Tignes began as a ski resort in the 1930s, but the original village was swallowed up when the Tignes dam was opened in 1952, submerging the place below the Lac du Chevril. The dam, which you get over on your way up to Tignes, was able to supply a tenth of France's power when it started operation, so a few houses weren't going to get in the way of progress. Fortunately for the villagers, the compensation amounted to white gold and this allowed them to get started in building lifts higher up the mountain. The first apartment blocks were builtin 1956, defining the foundations of modern-day Tignes and producing in the process a concrete behemoth.

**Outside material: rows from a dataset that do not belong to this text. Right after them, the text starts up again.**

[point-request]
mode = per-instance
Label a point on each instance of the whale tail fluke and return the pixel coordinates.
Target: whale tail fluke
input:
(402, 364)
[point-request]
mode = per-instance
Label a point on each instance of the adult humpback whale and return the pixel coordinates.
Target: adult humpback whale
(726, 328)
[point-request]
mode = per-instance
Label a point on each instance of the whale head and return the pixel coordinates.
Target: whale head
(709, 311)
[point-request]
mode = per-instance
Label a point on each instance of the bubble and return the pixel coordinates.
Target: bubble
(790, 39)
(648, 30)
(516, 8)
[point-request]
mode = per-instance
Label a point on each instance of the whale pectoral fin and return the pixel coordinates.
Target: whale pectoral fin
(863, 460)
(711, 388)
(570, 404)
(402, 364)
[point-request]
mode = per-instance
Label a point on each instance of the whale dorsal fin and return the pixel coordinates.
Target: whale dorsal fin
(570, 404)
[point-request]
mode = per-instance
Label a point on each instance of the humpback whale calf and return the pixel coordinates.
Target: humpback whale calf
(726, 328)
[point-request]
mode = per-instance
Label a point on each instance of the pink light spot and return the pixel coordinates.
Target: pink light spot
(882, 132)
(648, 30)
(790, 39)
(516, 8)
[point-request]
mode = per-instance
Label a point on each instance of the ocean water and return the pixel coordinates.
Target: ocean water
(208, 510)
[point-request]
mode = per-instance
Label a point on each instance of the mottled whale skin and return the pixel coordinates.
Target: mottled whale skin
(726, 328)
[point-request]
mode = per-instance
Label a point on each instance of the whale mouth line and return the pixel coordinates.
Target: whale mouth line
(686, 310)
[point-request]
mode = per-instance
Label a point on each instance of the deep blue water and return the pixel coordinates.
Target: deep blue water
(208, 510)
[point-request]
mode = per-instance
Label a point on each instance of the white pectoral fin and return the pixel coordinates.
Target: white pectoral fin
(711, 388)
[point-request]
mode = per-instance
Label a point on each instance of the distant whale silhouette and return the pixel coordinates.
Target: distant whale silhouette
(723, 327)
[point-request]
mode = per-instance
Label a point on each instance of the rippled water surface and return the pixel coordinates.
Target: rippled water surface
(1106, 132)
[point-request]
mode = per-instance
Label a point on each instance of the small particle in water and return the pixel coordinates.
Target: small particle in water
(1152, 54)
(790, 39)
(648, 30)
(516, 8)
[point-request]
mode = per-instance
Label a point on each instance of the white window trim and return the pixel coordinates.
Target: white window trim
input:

Despite its best campaigns at sensitivity and a massive £35m investment in underground parking and wood cladding to offset a generation of ill-conceived design, Tignes would always be Val d'lsere's not-so-good-looking sister bearing concrete tower blocks and bare landscape. Improvements have definitely been made, featuring underground bypasses, free round the clock buses and incentives for landlords to spruce up their apartments. But no one goes to Tignes for the architecture, unless they stay down at the authentic mountain farming village of Tignes Les Brevieres, about 600m below the high-altitude villages. Individuals come to this high-altitude, high-rise valley to experience the unparalleled snow conditions and the enormous ski area that it shares with Val d'lsere.
Set at the bottom of the Grande Motte glacier, Tignes' primary ski
The weatherproof but queue-prone Grande Motte belowground funicular takes skiers from Val Claret 1,000m skyward in just seven minutes and gets them at the bottom of the summer ski area and the Grande Motte cable-car, which heads up to Tignes' highest peak, a breathtaking 3,450m. The snow on the glacier is almost always exquisite. If you can't wait, don't worry - the runs going back down from this point are wonderful, particularly the out-of-the-way Genepy piste, an easy but adventuresome blue that strings back down towards Val Claret.